(Originally posted 2012-12-02.)
Or should that be “Subjective Data And The Bad Mood”? 🙂
A good friend of mine says that when dispensing advice one shouldn’t use “may” or “might”, but that one should be more definite.
I’ve probably said this before: When I say or write “may” or “might” I’m deploying the subjunctive mood for what I hope aren’t “weasel words” reasons. My claim would be the subjunctive mood reflects some underlying subtlety like genuine reasons for doubt, and that I’d be forthright in standing behind this more nuanced position.
(I do sometimes catch myself saying “may” when I mean “might”, but I think we all do that.)
Now, to come to(wards) the point, I’ve been saying for a while now that “data provenance” is important.
So I see a field in a record which is acting bizarrely (as happened to me this week)…
- Do I conclude the field is broken?
- Do I conclude it’s telling the truth?
- Do I conclude it’s telling one version of the truth?
I think the sensible thing to do, rather than leaping to any conclusion, is to seek corroboration. But also situational context.
This latter point is actually quite important and one us technical people tend to forget… So what if MSTJCL00’s working set appears to be 2GB on every LPAR the customer has? (And this was the case this week.) The “so what” on this one is the obvious economic cost but also the sneaking suspicion that some other nasty effects are occurring. (Perhaps cruelly it might be worth noting the customer should’ve spotted this – if it’s a true phenomenon.)

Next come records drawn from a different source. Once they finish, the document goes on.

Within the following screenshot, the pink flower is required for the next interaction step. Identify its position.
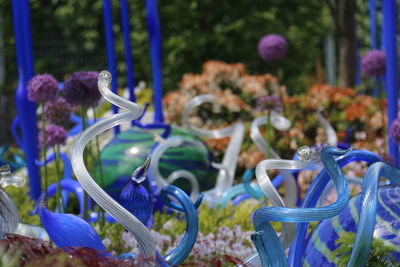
[44,97,71,124]
[39,124,67,147]
[27,74,58,102]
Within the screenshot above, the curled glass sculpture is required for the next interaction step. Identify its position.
[72,71,202,266]
[248,111,298,207]
[72,71,155,259]
[245,147,349,266]
[150,136,200,201]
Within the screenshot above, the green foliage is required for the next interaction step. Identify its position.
[330,232,400,267]
[153,200,281,238]
[0,0,330,92]
[0,246,22,267]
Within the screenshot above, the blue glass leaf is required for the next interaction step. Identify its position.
[119,157,153,225]
[38,193,106,251]
[119,182,153,224]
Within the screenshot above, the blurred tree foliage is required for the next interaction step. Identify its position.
[0,0,332,95]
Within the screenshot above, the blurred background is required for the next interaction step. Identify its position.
[0,0,394,143]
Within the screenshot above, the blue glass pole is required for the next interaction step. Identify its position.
[12,0,41,199]
[383,0,399,166]
[120,0,136,102]
[368,0,378,49]
[354,38,361,85]
[368,0,379,97]
[103,0,119,134]
[146,0,164,122]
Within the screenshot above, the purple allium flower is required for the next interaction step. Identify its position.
[390,118,400,145]
[64,71,101,106]
[361,50,386,77]
[28,74,58,102]
[39,124,67,147]
[258,34,287,61]
[44,97,72,124]
[256,95,282,112]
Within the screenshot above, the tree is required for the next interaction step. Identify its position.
[325,0,357,87]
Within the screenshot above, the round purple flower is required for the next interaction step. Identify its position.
[64,71,101,106]
[390,118,400,145]
[44,97,72,124]
[28,74,58,102]
[39,124,67,147]
[256,95,282,112]
[361,50,386,77]
[258,34,287,61]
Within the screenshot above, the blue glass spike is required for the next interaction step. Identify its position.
[119,182,153,225]
[38,192,107,253]
[132,155,151,184]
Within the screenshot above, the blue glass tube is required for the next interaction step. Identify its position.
[289,150,382,267]
[253,147,350,266]
[160,185,203,266]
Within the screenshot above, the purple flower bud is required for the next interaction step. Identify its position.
[258,34,287,61]
[44,97,71,124]
[256,95,282,112]
[28,74,58,102]
[64,71,101,106]
[390,118,400,145]
[361,50,386,77]
[39,124,67,147]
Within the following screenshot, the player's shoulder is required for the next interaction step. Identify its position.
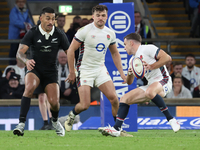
[54,27,65,34]
[78,23,94,32]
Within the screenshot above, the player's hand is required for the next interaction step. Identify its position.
[65,72,76,84]
[128,68,133,76]
[26,59,35,71]
[121,73,126,84]
[142,61,151,71]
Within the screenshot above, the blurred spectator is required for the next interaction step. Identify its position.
[81,18,89,27]
[166,74,192,98]
[66,23,81,43]
[171,62,190,90]
[89,18,94,23]
[134,11,151,44]
[193,84,200,98]
[57,15,65,32]
[2,59,25,85]
[166,61,173,75]
[58,50,79,104]
[8,0,33,65]
[0,67,15,87]
[182,54,200,93]
[189,0,200,38]
[0,72,25,99]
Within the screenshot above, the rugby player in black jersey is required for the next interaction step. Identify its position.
[13,7,69,136]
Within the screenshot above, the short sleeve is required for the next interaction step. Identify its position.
[74,27,88,42]
[144,44,160,60]
[20,30,34,47]
[60,32,70,51]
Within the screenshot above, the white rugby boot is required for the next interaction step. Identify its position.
[13,122,25,136]
[65,111,76,132]
[51,120,65,136]
[169,118,181,133]
[98,125,120,137]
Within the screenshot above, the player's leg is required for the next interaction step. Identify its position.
[145,82,180,132]
[98,80,119,121]
[101,88,148,136]
[46,98,54,130]
[65,85,91,132]
[13,72,40,136]
[45,83,65,136]
[38,93,49,130]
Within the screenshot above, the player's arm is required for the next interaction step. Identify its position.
[66,39,81,84]
[149,50,172,70]
[16,44,35,70]
[109,44,126,83]
[126,68,135,85]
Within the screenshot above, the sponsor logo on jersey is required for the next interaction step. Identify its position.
[108,11,131,34]
[107,34,110,40]
[51,38,58,43]
[37,39,42,43]
[40,45,51,52]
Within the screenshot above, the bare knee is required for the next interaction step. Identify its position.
[145,90,156,99]
[80,103,90,111]
[23,85,36,98]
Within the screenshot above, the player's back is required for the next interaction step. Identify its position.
[135,44,169,81]
[75,23,116,70]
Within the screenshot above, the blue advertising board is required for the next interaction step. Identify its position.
[101,3,137,131]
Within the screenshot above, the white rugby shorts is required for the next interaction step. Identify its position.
[77,66,111,87]
[138,76,172,96]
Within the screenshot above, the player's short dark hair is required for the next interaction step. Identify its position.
[124,33,142,43]
[40,7,55,16]
[185,54,195,59]
[173,61,183,67]
[92,5,108,14]
[134,11,141,16]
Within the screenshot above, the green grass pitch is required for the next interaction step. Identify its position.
[0,130,200,150]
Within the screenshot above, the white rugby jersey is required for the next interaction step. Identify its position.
[129,44,171,85]
[182,66,200,92]
[74,23,116,71]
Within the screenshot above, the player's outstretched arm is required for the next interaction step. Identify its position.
[109,44,126,83]
[65,39,81,84]
[16,44,35,70]
[126,68,135,85]
[149,50,172,70]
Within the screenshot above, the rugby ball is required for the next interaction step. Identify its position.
[130,57,145,79]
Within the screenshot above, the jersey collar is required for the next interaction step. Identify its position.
[39,24,55,40]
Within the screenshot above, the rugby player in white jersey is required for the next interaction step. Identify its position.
[65,5,133,135]
[99,33,180,137]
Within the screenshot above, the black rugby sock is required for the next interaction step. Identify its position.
[72,107,78,116]
[19,96,31,123]
[151,94,173,121]
[113,116,116,122]
[113,103,130,131]
[50,109,59,122]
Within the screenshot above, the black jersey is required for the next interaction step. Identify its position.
[21,26,69,71]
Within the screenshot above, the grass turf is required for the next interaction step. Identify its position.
[0,130,200,150]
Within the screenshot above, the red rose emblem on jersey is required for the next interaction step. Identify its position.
[107,34,110,40]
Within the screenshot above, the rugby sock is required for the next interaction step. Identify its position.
[50,109,59,122]
[113,116,116,122]
[44,120,48,125]
[113,103,130,131]
[151,94,173,121]
[19,96,31,123]
[72,108,78,116]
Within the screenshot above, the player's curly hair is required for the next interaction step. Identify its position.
[40,7,55,16]
[92,5,108,14]
[124,33,142,43]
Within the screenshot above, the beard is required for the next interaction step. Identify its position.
[187,65,194,69]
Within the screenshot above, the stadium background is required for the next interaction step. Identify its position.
[0,0,200,130]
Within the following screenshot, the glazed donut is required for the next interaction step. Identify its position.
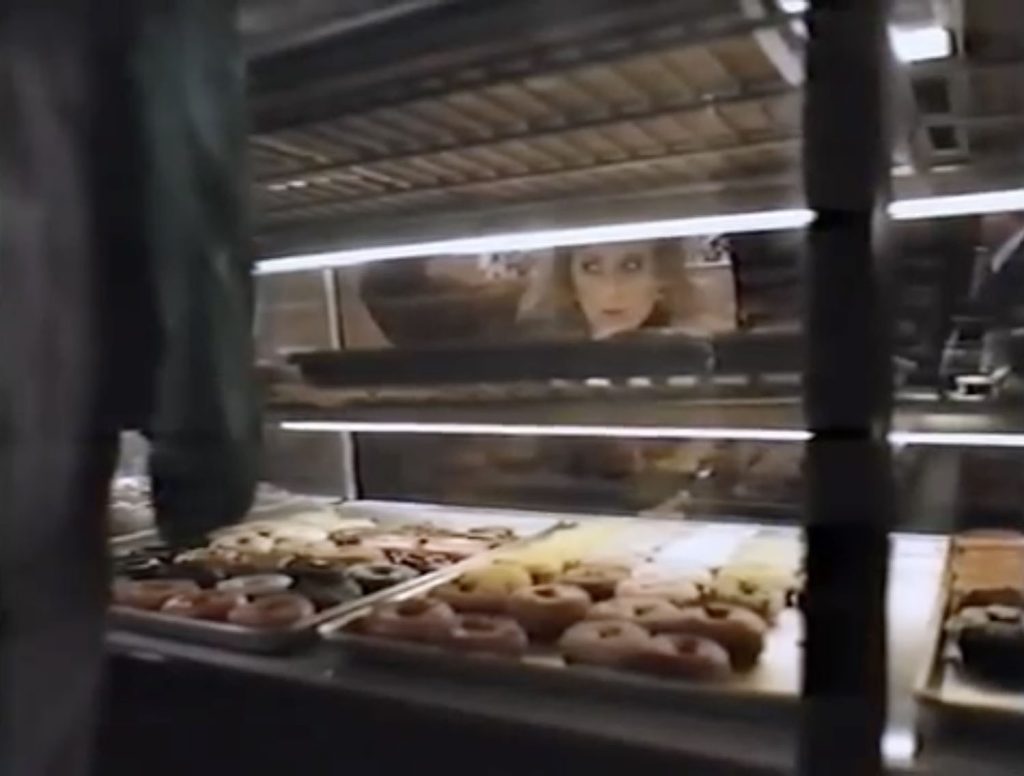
[174,547,239,572]
[558,619,651,667]
[385,550,452,574]
[447,614,528,655]
[217,574,293,598]
[348,563,420,593]
[615,578,703,607]
[114,555,166,579]
[711,576,785,622]
[587,597,682,633]
[114,579,200,611]
[673,603,768,671]
[362,533,424,552]
[270,523,331,544]
[227,593,316,629]
[507,585,591,639]
[626,634,729,680]
[516,560,565,585]
[423,536,489,560]
[160,590,246,620]
[432,563,534,614]
[466,525,516,545]
[359,598,458,644]
[325,544,387,566]
[210,532,273,555]
[558,564,630,601]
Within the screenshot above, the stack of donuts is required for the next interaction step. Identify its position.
[113,515,515,629]
[349,557,786,680]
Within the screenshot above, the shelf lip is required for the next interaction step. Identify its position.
[265,394,1024,448]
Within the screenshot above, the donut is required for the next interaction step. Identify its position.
[227,593,316,629]
[385,550,452,574]
[431,563,534,614]
[270,523,330,544]
[516,560,565,585]
[160,590,246,620]
[587,597,682,633]
[625,634,729,680]
[710,576,785,622]
[558,619,651,667]
[348,563,420,593]
[659,603,768,671]
[615,578,703,607]
[507,585,591,639]
[114,556,166,579]
[358,598,458,644]
[321,544,387,566]
[217,574,293,598]
[466,525,516,545]
[447,614,528,655]
[114,579,200,611]
[361,533,424,552]
[423,536,490,560]
[210,531,273,555]
[174,547,239,572]
[558,564,630,601]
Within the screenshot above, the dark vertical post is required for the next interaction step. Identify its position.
[800,0,893,776]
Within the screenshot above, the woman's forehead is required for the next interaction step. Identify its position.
[573,242,654,260]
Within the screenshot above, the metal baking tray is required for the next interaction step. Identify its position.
[319,524,803,725]
[914,551,1024,740]
[108,502,568,654]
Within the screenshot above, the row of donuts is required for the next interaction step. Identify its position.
[350,559,784,680]
[113,515,514,628]
[945,531,1024,688]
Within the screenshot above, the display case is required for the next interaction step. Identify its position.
[101,0,1024,774]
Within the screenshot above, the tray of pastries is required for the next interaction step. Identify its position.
[321,520,802,712]
[110,505,560,652]
[916,530,1024,728]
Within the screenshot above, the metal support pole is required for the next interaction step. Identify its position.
[799,0,894,776]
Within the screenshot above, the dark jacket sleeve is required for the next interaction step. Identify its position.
[129,0,260,540]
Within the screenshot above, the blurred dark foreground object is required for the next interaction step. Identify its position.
[0,0,259,776]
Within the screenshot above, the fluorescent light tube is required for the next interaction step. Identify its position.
[889,25,953,62]
[281,421,810,442]
[889,188,1024,221]
[256,208,813,274]
[281,421,1024,447]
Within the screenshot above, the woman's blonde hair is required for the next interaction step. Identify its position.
[517,240,731,336]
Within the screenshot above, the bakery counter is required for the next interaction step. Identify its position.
[96,521,958,774]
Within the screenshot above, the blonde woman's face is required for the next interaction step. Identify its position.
[571,244,659,340]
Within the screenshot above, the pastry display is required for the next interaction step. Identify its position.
[227,593,316,629]
[113,512,532,644]
[507,585,591,640]
[945,530,1024,688]
[339,526,799,692]
[558,563,630,601]
[446,614,528,655]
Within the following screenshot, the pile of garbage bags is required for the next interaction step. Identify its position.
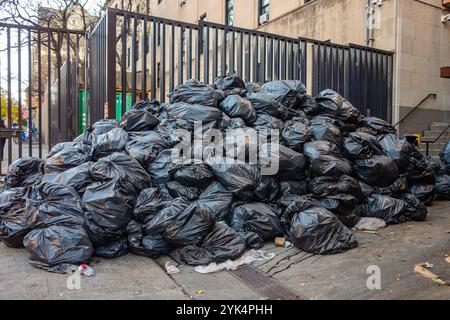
[0,75,450,272]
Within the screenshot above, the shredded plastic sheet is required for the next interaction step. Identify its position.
[194,249,276,274]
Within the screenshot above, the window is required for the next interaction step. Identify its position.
[225,0,234,26]
[258,0,270,24]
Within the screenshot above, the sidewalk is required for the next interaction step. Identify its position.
[0,202,450,300]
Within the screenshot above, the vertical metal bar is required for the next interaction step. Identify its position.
[177,27,182,85]
[195,21,203,81]
[212,27,219,82]
[258,36,266,83]
[220,27,227,76]
[141,19,147,100]
[169,24,175,92]
[38,30,42,158]
[237,32,243,78]
[267,38,273,81]
[131,17,138,106]
[150,20,159,99]
[249,34,259,82]
[244,33,252,81]
[228,29,236,73]
[106,10,118,119]
[17,28,22,158]
[159,22,166,102]
[120,15,126,115]
[203,25,209,84]
[280,40,286,80]
[273,39,280,80]
[186,27,192,79]
[28,29,33,157]
[6,27,13,165]
[47,31,53,151]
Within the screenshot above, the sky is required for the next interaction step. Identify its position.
[0,0,104,103]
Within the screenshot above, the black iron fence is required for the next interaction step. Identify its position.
[90,9,393,121]
[0,23,86,170]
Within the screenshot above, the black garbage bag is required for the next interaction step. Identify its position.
[434,174,450,201]
[361,117,397,134]
[308,175,366,200]
[299,95,320,117]
[165,103,222,132]
[358,180,375,198]
[169,79,220,107]
[54,162,94,194]
[198,181,233,221]
[170,223,245,266]
[379,133,412,173]
[5,157,44,188]
[165,181,201,201]
[409,183,436,206]
[304,141,352,177]
[374,176,409,198]
[173,163,214,189]
[125,131,172,167]
[228,202,283,248]
[26,182,85,229]
[91,153,152,194]
[360,194,406,224]
[92,128,128,160]
[220,94,256,124]
[255,176,280,203]
[405,157,436,185]
[283,201,358,255]
[44,147,91,173]
[119,110,159,132]
[316,89,361,124]
[23,224,94,273]
[309,116,342,146]
[245,92,280,118]
[353,156,398,187]
[214,73,245,91]
[252,113,284,134]
[147,149,177,184]
[127,221,172,258]
[401,193,428,221]
[0,188,31,248]
[343,132,389,160]
[133,188,173,224]
[93,238,129,259]
[210,162,261,200]
[281,118,312,152]
[142,198,190,235]
[163,201,215,247]
[261,80,306,108]
[82,177,136,246]
[313,194,361,228]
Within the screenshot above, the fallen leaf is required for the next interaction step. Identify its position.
[414,263,450,286]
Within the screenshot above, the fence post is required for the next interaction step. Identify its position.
[106,10,117,119]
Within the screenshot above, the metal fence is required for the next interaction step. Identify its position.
[90,9,393,122]
[0,23,85,170]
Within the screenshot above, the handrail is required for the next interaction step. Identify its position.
[394,93,437,128]
[422,124,450,157]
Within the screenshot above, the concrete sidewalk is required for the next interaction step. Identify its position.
[0,202,450,300]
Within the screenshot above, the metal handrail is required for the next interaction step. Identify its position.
[394,93,437,128]
[422,124,450,157]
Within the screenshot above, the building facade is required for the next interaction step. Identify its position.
[146,0,450,132]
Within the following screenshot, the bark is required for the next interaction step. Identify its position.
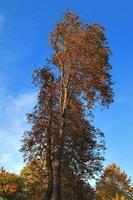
[44,135,53,200]
[51,118,64,200]
[44,95,53,200]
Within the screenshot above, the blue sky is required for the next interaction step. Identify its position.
[0,0,133,176]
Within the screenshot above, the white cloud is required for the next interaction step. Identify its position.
[0,90,36,173]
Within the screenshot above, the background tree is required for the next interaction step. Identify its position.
[0,168,23,200]
[96,163,133,200]
[21,12,113,200]
[20,160,47,200]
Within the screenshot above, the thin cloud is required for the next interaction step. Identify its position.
[0,14,6,31]
[0,90,36,173]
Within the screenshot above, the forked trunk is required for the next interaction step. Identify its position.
[51,117,64,200]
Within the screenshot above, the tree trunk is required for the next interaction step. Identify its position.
[51,159,61,200]
[44,95,53,200]
[44,138,53,200]
[51,117,64,200]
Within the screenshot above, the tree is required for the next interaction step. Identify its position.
[21,12,113,200]
[0,168,23,200]
[20,160,47,200]
[96,163,133,200]
[20,160,95,200]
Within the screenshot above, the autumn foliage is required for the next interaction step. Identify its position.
[21,12,113,200]
[0,168,22,199]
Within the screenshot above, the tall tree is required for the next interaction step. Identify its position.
[50,12,112,200]
[96,163,133,200]
[22,12,113,200]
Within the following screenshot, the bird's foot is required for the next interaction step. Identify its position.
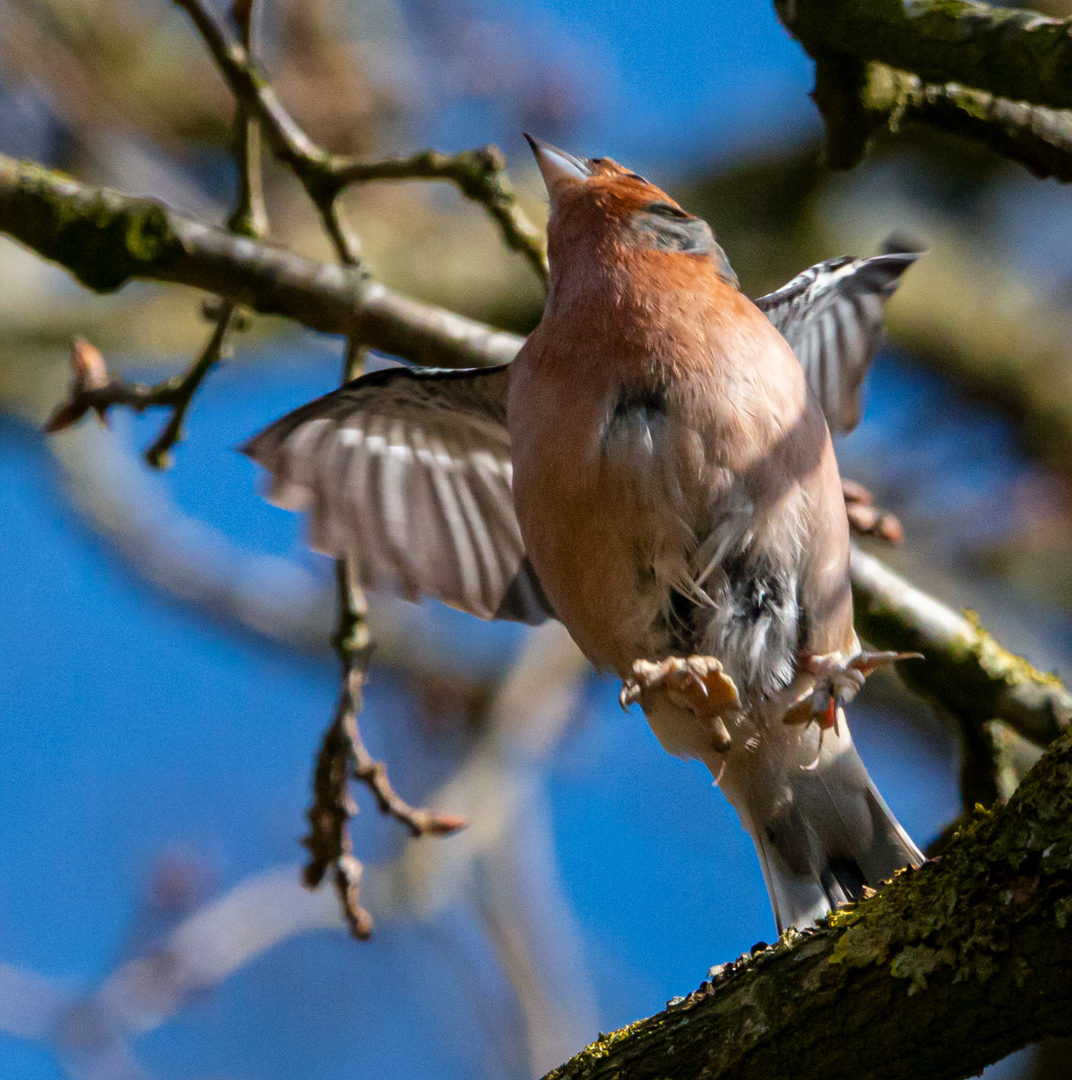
[784,650,922,733]
[618,657,741,751]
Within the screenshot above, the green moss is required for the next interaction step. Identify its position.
[0,156,182,293]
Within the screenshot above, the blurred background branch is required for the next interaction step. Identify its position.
[6,0,1072,1078]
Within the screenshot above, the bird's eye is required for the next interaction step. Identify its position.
[644,203,692,220]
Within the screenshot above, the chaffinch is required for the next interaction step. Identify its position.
[244,132,923,931]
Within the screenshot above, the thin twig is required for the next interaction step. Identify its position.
[227,0,268,239]
[145,300,236,469]
[175,0,547,282]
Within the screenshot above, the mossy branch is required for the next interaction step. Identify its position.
[0,154,521,367]
[175,0,547,283]
[775,0,1072,181]
[774,0,1072,109]
[546,734,1072,1080]
[852,549,1072,745]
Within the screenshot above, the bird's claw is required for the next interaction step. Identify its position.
[618,657,741,750]
[784,650,923,733]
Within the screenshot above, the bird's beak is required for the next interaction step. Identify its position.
[525,132,592,194]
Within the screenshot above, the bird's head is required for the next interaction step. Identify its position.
[525,134,737,287]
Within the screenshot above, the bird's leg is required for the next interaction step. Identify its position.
[784,650,922,732]
[618,657,741,752]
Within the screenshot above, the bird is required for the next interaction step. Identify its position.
[242,135,923,932]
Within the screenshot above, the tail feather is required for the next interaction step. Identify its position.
[722,708,923,933]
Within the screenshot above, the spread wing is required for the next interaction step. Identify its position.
[756,242,923,431]
[242,365,551,624]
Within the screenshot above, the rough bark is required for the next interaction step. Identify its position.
[546,734,1072,1080]
[774,0,1072,109]
[0,154,521,367]
[775,0,1072,181]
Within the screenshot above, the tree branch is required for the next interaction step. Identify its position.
[0,154,521,367]
[852,546,1072,745]
[175,0,547,283]
[774,0,1072,109]
[546,734,1072,1080]
[775,0,1072,180]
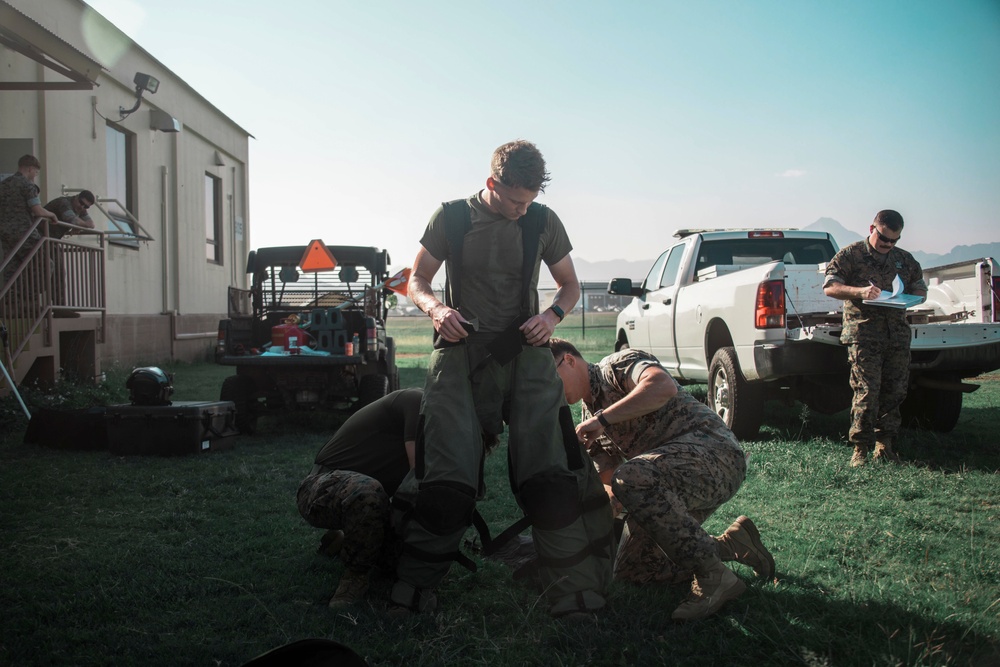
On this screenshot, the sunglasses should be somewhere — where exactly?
[872,225,900,245]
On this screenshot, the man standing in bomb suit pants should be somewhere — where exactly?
[550,339,774,621]
[390,141,613,617]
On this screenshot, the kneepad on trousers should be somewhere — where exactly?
[413,482,476,535]
[520,472,580,530]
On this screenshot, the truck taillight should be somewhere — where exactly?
[993,276,1000,322]
[754,280,785,329]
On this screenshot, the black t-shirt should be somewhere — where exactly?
[316,389,423,496]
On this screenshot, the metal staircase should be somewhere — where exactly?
[0,218,107,396]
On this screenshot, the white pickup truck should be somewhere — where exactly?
[608,229,1000,438]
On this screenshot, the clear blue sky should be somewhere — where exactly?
[84,0,1000,266]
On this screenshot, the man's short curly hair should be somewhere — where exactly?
[490,139,551,192]
[872,208,903,232]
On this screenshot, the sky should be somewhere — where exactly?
[82,0,1000,267]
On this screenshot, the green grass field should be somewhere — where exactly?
[0,315,1000,667]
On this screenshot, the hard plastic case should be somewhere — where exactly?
[105,401,238,456]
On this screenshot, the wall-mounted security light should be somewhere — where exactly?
[149,109,181,132]
[118,72,160,120]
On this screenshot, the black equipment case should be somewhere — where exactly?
[105,401,238,456]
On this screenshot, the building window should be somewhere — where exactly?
[205,174,222,264]
[104,123,139,247]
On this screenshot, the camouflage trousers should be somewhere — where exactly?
[847,343,910,449]
[611,434,746,584]
[296,470,398,572]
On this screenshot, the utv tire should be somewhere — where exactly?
[708,347,764,440]
[219,375,257,435]
[358,373,389,408]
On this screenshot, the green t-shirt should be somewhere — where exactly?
[420,192,573,333]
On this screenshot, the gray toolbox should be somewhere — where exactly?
[104,401,238,456]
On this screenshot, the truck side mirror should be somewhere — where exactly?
[608,278,642,296]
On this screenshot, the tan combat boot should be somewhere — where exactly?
[872,442,899,463]
[330,570,368,609]
[851,445,868,468]
[715,516,774,579]
[670,558,747,621]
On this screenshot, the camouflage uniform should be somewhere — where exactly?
[0,171,42,278]
[297,389,422,571]
[823,239,927,450]
[584,350,746,583]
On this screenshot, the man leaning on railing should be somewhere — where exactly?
[45,190,97,239]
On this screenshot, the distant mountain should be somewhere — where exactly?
[573,218,1000,283]
[573,258,652,283]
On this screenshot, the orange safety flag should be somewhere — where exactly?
[385,267,410,296]
[299,239,337,272]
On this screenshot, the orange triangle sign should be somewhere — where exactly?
[299,239,337,272]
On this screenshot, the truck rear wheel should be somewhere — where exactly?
[708,347,764,440]
[219,375,257,435]
[899,380,962,433]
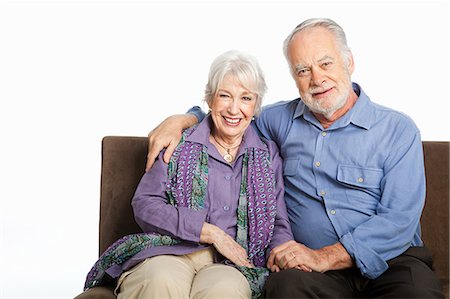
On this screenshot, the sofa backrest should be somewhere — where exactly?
[99,136,449,288]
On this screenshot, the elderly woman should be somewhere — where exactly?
[86,51,293,298]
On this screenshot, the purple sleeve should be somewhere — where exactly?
[132,153,207,242]
[266,141,294,258]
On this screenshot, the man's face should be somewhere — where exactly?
[288,27,354,119]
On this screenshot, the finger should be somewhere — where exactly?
[145,145,161,172]
[300,265,312,272]
[163,140,178,163]
[270,265,280,272]
[282,251,298,269]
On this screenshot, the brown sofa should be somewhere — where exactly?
[76,137,449,299]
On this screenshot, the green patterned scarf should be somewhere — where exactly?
[85,127,276,298]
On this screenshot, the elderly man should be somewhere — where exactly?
[148,19,444,298]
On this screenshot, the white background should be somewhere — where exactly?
[0,0,449,298]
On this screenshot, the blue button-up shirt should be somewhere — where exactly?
[190,84,425,278]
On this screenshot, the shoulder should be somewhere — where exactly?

I’ll also note that in my – nowadays wide and varied – experience of customer systems I’ve never seen MSTJCL00 be more than a few tens of megabytes. Indeed another customer’s data that I’m currently reviewing shows this norm in action.
I glossed over corroboration back there. It turns out the customer is also seeing the phenomenon – now they’re looking for it (I think using RMF Monitor III) – and will be pursuing it as a potential defect. Where that takes us I don’t know yet, it being out of my sphere of understanding.
But you can see that for me to barge into the customer and tell them that they’d better fix this usage of memory, without a hint of doubt, would not be the right approach. Working with them to establish the truth and its relevance is much better. So phrasing like “it looks a lot like you’ve got a problem worth worrying about with MSTJCL00’s use of memory” is better.
By the way in this case I suspect MSTJCL00 (Address Space 1) is an anchor for the storage and it may well be some other user of 64-bit Common that’s the real big user.
In case you think this might be bad data or at least an isolated bad data point look at the following graph:
The days and hours are along the bottom and the system was IPL’ed the day before.
There is something funny about the 11PM hour on each day (which might give a clue) but otherwise the picture is reasonably clear:
- The working set rises from a “normal” value just after IPL until it reaches a steady state.
- If this is a memory leak then something’s having to “bail out” to create the levelling off we see.
- As the final usage is more than 2GB this is either a number of 31-bit address spaces and/or dataspaces, or else it’s 64-bit. Personally I suspect the latter and that this is a 2GB large memory object filling up. But what?
So one of the points here is the value of a time-driven view.
Now for something approaching a “payload” for this blog post:
We have to be careful of the provenance of any data we use. And a very good book on the subject I’ve been reading is Bad Data Handbook. Whether you’re a data scientist (and I think very few of those would be following this blog) or a performance specialist it’s a very worthwhile read, being a collection of papers from many authorities on the subject. You won’t find anything specific to mainframe performance in it but the more general lessons are readily applicable. In general performance people need to take on board some of the data science lessons and this is a good primer.
(I bought my copy as a digital download: It seems O’Reilly have frequent 50% off deals and I took advantage of the recent one. There might be another one along soon.)
See what I did just there: I used the subjunctive mood (“might”) to alert you to the possibility. I think that was useful. 🙂
The point of this post has been threefold: To urge the correct use of “might” (and “may”), to mention this MSTJCL00 observation at a customer, and to mention the Bad Data Handbook. Comments on all of these are, of course, welcome.